The statement holds true as well when the positions of the sovereigns are reversed.
The application of the doctrine of implied immunity must be practical (Railroad Co. v. Peniston, 18 Wall. 5, 85 U. S. 31, 85 U. S. 36), and should have regard to the circumstances disclosed. We think that, in the present instance, the subject of the tax is so remote from any governmental function as to render the effect of the exaction inconsiderable as respects the activities of the city. Compare Alward v. Johnson, 282 U. S. 509, 282 U. S. 514. Its collection is not inconsistent with, and does not trench upon, the immunity of the state as a sovereign. The income of the respondent from the lease is not immune from federal income tax.

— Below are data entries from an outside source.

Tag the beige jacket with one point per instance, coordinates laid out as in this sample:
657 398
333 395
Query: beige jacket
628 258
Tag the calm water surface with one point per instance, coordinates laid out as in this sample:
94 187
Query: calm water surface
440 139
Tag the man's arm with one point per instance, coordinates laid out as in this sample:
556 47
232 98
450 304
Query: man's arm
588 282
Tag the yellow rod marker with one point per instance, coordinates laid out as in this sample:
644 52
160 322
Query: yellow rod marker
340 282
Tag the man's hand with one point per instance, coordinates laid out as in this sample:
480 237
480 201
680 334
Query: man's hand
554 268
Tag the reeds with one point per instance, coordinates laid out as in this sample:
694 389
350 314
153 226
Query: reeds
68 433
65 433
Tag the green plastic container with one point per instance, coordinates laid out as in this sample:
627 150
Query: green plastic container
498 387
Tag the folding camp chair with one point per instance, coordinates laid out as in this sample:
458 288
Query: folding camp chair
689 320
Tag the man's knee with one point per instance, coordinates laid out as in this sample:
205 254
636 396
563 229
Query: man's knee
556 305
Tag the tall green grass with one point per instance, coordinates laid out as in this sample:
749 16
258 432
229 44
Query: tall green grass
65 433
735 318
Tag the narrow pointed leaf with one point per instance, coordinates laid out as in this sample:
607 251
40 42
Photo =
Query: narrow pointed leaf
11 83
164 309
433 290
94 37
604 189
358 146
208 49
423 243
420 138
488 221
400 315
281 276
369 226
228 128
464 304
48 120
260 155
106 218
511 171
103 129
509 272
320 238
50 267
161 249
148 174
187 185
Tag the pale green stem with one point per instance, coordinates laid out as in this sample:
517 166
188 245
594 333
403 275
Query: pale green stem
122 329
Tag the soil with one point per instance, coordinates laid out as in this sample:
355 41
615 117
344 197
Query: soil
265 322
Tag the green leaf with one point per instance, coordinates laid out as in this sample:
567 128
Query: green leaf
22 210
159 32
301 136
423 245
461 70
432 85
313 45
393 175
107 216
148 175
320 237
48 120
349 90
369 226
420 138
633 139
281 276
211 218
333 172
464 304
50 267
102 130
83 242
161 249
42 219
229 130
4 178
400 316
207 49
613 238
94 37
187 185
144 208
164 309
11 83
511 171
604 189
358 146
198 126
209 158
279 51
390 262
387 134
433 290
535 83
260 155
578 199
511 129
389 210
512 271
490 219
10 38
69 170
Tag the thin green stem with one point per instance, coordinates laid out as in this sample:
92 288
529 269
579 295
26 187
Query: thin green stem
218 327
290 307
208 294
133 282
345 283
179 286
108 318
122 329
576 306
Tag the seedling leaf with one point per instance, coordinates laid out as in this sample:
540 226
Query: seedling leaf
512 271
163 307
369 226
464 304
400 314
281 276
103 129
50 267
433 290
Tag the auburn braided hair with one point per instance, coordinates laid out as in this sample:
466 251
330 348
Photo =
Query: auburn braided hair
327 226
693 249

The respondent relies upon Gillespie v. Oklahoma, 257 U. S. 501, and Burnet v. Coronado Oil & Gas Co., 285 U. S. 393, as authorities binding upon us and requiring a decision in its favor. In both of those cases, the sovereign was acting as the trustee of an express trust with regard to the lands leased. In both, the burden upon the public use was more definite and direct than in the present case. As said in the Coronado case, the doctrine of Gillespie v. Oklahoma is to be applied strictly, and only in circumstances closely analogous to those which it disclosed. The decisions relied on cannot be held to be authority upon the facts presented by this record.
The petitioner also asserts that the Board of Tax Appeals was in error in holding that the cost of drilling should be amortized by way of depreciation charges, and not through the statutory allowance for depletion. The identical issue is involved and settled in favor of petitioner by United states v. Dakota-Montana Oil Co., ante, p. 288 U. S. 459, and Petroleum Exploration v. Burnet, ante, p. 288 U. S. 467.
The judgment is reversed, and the cause remanded for further proceedings in conformity with this opinion.